Karachi: Al Shaheer Corporation Limited, a major player in the processing, packaging, and marketing of halal meat products, has reported a challenging financial period ending March 31, 2025. The company disclosed a significant net loss alongside governance challenges that have seen a complete turnover of its board of directors.



The company’s financial results for the nine months ending March 31, 2025, reveal substantial operational losses. Net revenue stood at 194.75 million, a Big move compared to the previous year’s performance, while the net loss after tax was recorded at 302.49 million. These figures highlight the company’s ongoing struggles, primarily attributed to the suspension of core operations and reliance on tolling activities. The company’s gross and net losses are said to be driven by fixed overheads during this period of minimal business activity.
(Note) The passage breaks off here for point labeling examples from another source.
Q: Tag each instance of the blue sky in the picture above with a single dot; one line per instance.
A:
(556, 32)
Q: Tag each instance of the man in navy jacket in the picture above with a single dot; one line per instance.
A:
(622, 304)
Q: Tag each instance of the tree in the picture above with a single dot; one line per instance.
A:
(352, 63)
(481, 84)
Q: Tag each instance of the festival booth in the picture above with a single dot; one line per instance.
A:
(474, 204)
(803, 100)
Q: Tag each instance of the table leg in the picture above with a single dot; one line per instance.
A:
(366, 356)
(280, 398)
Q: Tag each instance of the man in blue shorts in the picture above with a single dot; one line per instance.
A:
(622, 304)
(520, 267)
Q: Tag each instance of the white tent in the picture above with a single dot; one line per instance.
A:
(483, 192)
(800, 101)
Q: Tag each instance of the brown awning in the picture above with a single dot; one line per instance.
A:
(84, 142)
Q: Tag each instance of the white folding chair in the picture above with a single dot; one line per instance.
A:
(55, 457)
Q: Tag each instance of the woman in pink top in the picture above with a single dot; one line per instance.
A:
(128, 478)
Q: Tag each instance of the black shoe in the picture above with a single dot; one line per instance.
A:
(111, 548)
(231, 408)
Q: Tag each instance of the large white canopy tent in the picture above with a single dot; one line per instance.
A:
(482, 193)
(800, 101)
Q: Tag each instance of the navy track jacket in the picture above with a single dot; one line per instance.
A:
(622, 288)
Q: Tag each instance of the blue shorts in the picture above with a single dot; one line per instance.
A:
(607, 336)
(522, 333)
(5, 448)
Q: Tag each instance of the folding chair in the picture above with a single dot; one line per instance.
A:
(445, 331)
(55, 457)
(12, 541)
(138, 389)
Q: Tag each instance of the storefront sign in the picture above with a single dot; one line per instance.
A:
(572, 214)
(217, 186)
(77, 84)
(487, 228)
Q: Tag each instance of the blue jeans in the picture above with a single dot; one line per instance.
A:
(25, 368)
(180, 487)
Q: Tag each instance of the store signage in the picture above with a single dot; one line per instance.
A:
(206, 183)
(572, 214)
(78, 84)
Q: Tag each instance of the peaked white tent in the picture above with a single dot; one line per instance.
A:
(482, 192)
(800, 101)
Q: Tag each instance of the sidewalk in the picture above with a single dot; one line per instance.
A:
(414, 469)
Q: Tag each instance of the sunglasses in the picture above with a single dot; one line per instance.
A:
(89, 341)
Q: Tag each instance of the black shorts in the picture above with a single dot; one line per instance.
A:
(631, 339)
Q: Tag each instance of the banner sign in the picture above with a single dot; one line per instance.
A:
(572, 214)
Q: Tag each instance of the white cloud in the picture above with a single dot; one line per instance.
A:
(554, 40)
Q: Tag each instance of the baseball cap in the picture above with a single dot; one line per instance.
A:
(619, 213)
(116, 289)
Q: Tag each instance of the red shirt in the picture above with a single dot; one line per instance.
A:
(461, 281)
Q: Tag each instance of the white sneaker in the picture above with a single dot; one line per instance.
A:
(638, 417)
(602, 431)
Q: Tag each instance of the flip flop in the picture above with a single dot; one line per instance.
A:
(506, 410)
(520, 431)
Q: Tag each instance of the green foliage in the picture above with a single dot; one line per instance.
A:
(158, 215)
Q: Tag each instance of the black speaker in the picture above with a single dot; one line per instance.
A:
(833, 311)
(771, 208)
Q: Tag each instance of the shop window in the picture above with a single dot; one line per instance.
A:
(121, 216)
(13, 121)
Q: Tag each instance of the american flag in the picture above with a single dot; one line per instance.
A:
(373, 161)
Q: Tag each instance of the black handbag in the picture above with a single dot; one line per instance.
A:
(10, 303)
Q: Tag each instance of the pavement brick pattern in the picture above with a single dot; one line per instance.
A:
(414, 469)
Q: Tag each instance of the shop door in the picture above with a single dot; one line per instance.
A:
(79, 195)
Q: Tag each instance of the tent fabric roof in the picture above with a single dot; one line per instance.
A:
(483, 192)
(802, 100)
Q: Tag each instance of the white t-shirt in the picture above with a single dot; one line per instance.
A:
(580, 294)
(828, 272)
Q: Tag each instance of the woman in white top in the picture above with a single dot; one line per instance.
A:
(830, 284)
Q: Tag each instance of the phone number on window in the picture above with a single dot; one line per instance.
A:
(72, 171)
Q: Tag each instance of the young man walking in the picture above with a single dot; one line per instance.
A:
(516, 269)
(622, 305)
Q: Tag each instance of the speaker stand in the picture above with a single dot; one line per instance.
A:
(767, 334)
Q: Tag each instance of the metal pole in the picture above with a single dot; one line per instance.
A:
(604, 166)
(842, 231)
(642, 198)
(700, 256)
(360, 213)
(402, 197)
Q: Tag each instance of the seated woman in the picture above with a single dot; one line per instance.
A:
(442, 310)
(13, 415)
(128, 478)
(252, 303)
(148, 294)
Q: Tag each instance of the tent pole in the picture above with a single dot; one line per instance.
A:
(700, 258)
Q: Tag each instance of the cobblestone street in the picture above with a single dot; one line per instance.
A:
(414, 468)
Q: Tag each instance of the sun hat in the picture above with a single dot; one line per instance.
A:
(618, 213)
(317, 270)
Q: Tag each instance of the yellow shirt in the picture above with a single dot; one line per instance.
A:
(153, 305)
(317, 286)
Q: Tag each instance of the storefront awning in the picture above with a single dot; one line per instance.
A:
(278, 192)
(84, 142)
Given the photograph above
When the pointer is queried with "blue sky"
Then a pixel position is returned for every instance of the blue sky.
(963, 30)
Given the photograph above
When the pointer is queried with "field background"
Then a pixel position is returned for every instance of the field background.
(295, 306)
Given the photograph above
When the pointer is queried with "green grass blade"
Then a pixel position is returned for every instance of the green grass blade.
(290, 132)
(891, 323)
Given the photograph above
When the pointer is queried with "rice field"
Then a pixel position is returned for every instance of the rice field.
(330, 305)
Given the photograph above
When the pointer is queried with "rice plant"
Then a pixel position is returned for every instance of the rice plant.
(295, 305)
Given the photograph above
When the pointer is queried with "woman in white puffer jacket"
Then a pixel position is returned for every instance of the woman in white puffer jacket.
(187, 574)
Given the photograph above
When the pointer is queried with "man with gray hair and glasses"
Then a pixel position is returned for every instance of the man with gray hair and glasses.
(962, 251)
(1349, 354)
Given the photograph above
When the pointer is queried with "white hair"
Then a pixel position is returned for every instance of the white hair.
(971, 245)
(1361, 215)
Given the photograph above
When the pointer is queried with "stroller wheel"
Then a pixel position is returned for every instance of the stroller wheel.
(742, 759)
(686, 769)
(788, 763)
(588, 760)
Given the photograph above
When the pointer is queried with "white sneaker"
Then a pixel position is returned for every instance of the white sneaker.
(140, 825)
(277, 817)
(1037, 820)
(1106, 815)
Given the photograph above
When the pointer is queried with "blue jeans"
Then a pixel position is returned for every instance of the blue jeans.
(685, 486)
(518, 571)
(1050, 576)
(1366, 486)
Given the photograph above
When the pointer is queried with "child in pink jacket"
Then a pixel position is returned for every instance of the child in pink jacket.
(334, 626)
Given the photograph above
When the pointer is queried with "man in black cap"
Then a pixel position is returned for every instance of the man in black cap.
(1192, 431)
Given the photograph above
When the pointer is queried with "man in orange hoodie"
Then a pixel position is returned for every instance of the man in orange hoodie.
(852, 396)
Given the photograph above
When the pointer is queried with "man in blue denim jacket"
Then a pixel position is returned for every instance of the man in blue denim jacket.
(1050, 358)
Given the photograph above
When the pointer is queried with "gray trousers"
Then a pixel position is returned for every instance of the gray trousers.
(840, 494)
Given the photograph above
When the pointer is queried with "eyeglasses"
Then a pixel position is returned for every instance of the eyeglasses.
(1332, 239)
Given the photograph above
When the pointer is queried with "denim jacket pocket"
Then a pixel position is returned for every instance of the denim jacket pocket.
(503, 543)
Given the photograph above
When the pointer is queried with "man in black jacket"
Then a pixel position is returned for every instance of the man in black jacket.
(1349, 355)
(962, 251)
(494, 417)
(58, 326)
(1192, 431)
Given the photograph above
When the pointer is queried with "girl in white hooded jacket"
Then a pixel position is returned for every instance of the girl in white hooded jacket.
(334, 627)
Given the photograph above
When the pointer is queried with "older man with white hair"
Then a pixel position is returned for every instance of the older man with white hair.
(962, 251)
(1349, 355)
According to information available from the Pakistan Stock Exchange (PSX), Al Shaheer Corporation has faced significant governance issues as well. The board of directors saw a complete resignation, leaving it entirely vacant as of October 2024. The Securities & Exchange Commission of Pakistan (SECP) intervened to guide the election of new directors, which took place on December 17, 2024. Despite this intervention, the board faced further instability in July 2025, when six directors resigned, necessitating another round of appointments to comply with regulatory requirements.



The company’s strategic outlook is focused on stabilizing its governance framework and exploring alternative strategies for revival. The new board is tasked with addressing historical non-compliances and considering diversification into new sectors as well as financial and operational restructuring. The intent is to rebuild stakeholder trust and align the company with regulatory expectations to ensure a sustainable business model going forward.



In terms of assets, the company’s total assets as of March 2025 amount to 4.23 billion, with current liabilities significantly higher than current assets, indicating potential liquidity challenges. The corporation maintains an authorized capital of 4.00 billion, with issued and subscribed capital at 3.75 billion. However, accumulated losses have further compounded the financial strain, underscoring the need for strategic intervention to restore financial health.



As the company navigates these challenges, the board has expressed gratitude to its shareholders, employees, customers, and regulatory bodies for their continued support. The management, under the new board’s oversight, remains committed to identifying viable growth opportunities to create long-term shareholder value.